When Turkey threatened to invade northern Syria to sweep Kurdish forces off its border, the United States carried out a plan that required the Kurds to blow up tunnels, destroy trenches and dig up ammunition caches they had put in place to defend against a possible Turkish attack.
Many Kurds feared plan would leave them vulnerable, but Abdi carried it out, convinced that the United States would ensure his people’s safety.
The partnership appeared to be solid: The United States was seeking Kurdish help for the most sensitive of missions, the hunt for al-Baghdadi.
After U.S. officials determined that he could be in Idlib province, in northeastern Syria, the Kurdish-led force sent spies who watched the house, determined how many rooms it had and who was in it, and found a tunnel underneath, according to Abdi and a Kurdish intelligence officer. During the raid, al-Baghdadi fled into the tunnel with three children and blew himself up, killing them all.
The Kurdish spies also stole the terrorist leader’s boxer shorts and obtained a blood sample through what Abdi called “intelligence work.”
DNA testing confirmed that al-Baghdadi was inside, and Abdi’s spies kept watch while the United States planned the raid to get him.
‘You tricked us!’
They were still waiting on Oct. 6, when Trump announced after a phone call with Erdogan that he was removing U.S. troops from the path of a Turkish attack on the United States’ Syrian partners.
The ensuing fighting killed more than 200 people and delayed the raid on al-Baghdadi’s villa as Abdi’s forces shifted their focus to fighting the Turks.
Some U.S. officials watched in dread as Turkey attacked the very zone where the Kurds had removed their defenses.
“You tricked us!” Abdi, the Kurdish commander, yelled at U.S. officials.
Kurdish officials rushed to the Syrian government for help, but instead of bargaining from a position of strength, they now began talks under fire.
The feeling of betrayal consumed not just the Kurds but much of northeastern Syria, where residents who had felt protected by the United States feared Turkey and Assad’s troops.
“The Americans betrayed the Kurds,” Farhan Mohammed, a Kurdish ice merchant, shouted as an American convoy passed his shop on its way out of Syria last week.
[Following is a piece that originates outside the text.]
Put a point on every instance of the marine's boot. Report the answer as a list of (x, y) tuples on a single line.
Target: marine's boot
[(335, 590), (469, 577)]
His friends yelled insults and flashed the thumbs-down.
“Our whole future is determined by Trump’s tweets,” he said.
Trump has stood by his decision.
“We never agreed to protect the Kurds for the rest of their lives,” he said this month adding that a small contingent of troops would remain in Syria’s east at the request of Israel and Jordan and to “protect the oil.”
Other than that, he said, there was “no reason” to remain.
“Perhaps it’s time for the Kurds to start heading to the oil region,” he said in a tweet on Thursday, seeming to suggest another mission for the Kurds.
But the Kurds are busy resisting further Turkish advances that they fear could amount to the ethnic cleansing of Kurds from their homeland.
Kurdish leaders say they hoped five years of cooperation could have ended with more respect for their sacrifices.
“All of a sudden you give it up and give it to the regime and Russia and Iran,” said Can, the SDF adviser. “After that, who is going to trust the Americans and help them? No one.”
Despite their anger, the Kurds have not cut ties with the United States.
Abdi, their leader, has spoken twice by phone with Trump and there is talk of his visiting Washington. And the Kurds have not rejected Trump’s suggestion that some Kurdish fighters remain in eastern Syria to protect the oil facilities.
But the trust in the White House is gone.
“The situation has changed,” said Ilman Ehmed, a top Kurdish official who was in Washington last week to speak with other U.S. officials about continuing cooperation. “But we still trust the fact that we have many friends among the American people. In the House of Representatives. The Senate. And military leaders. I trust their support.”